Personal information
- Born: 12 June 2004 (age 22)

Sport
- Sport: Athletics
- Events: Middle-distance running, Cross country running

Achievements and titles
- Personal bests: 1500m: 3:39.34 (Kampala, 2026)

= Silas Chemutai =

Ugandan middle-distance runner

Silas Chemutai (born 12 June 2004) is an Ugandan middle-distance and cross country runner. He was Ugandan national champion over 1500 metres in 2025 and represented Uganda at the 2026 World Athletics Cross Country Championships.

==Biography==
Chemutai won the 1500 metres title at the 2025 Ugandan Athletics Championships in Kampala, in July 2025, running a person best time of 3:39.67.

Chemutai competed in the mixed relay at the 2026 World Athletics Cross Country Championships in Tallahassee, Florida, and led Uganda into the lead after the first leg, before the Uganda team ultimately placed eighth overall.
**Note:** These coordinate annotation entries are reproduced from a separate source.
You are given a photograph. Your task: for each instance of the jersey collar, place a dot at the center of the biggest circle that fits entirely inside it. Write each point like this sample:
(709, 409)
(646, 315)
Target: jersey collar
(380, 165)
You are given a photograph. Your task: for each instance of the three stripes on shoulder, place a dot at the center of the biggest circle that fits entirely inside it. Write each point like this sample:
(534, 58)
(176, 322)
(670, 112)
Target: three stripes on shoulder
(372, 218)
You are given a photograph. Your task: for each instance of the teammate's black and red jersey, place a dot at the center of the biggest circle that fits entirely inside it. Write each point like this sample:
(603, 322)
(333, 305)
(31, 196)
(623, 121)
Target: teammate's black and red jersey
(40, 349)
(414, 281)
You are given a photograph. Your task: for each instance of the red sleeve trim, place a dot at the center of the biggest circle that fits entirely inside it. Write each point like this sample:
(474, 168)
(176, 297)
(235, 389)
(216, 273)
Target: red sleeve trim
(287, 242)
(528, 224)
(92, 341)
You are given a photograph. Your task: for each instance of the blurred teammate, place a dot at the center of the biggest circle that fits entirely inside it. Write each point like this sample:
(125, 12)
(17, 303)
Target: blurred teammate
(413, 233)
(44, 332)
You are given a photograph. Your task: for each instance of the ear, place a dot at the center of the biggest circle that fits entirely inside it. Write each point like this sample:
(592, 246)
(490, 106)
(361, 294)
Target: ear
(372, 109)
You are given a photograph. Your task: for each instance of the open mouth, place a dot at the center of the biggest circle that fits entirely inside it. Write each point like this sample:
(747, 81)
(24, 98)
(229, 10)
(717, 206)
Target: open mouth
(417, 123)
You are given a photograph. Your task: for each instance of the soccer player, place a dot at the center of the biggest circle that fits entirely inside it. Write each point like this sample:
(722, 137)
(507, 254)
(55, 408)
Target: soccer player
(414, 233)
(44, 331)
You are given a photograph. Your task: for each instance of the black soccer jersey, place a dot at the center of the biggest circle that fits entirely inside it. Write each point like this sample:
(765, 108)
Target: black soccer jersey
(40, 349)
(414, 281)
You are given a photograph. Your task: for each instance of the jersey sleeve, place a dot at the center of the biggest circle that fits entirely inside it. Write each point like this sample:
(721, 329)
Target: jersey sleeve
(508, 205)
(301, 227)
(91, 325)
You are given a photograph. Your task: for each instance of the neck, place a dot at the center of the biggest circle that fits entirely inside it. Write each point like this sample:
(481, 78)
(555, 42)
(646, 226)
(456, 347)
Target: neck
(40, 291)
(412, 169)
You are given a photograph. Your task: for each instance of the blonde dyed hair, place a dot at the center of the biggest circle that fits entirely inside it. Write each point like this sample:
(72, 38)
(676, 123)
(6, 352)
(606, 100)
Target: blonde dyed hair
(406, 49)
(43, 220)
He ran a new personal best of 3:39.34 for the 1500 metres in Kampala in March 2026.

Chemutai defeated veteran Ronald Musagala over 1500 metres, running 3:42.90 at the Ugandan National Trials in April 2026 in Kampala. He defeated Musagala again at the Akii-Bua Memorial Track and Field Championships in June 2026, running 3:49.10. Chemutai competed in the mile at the 2026 Commonwealth Games in Glasgow, Scotland.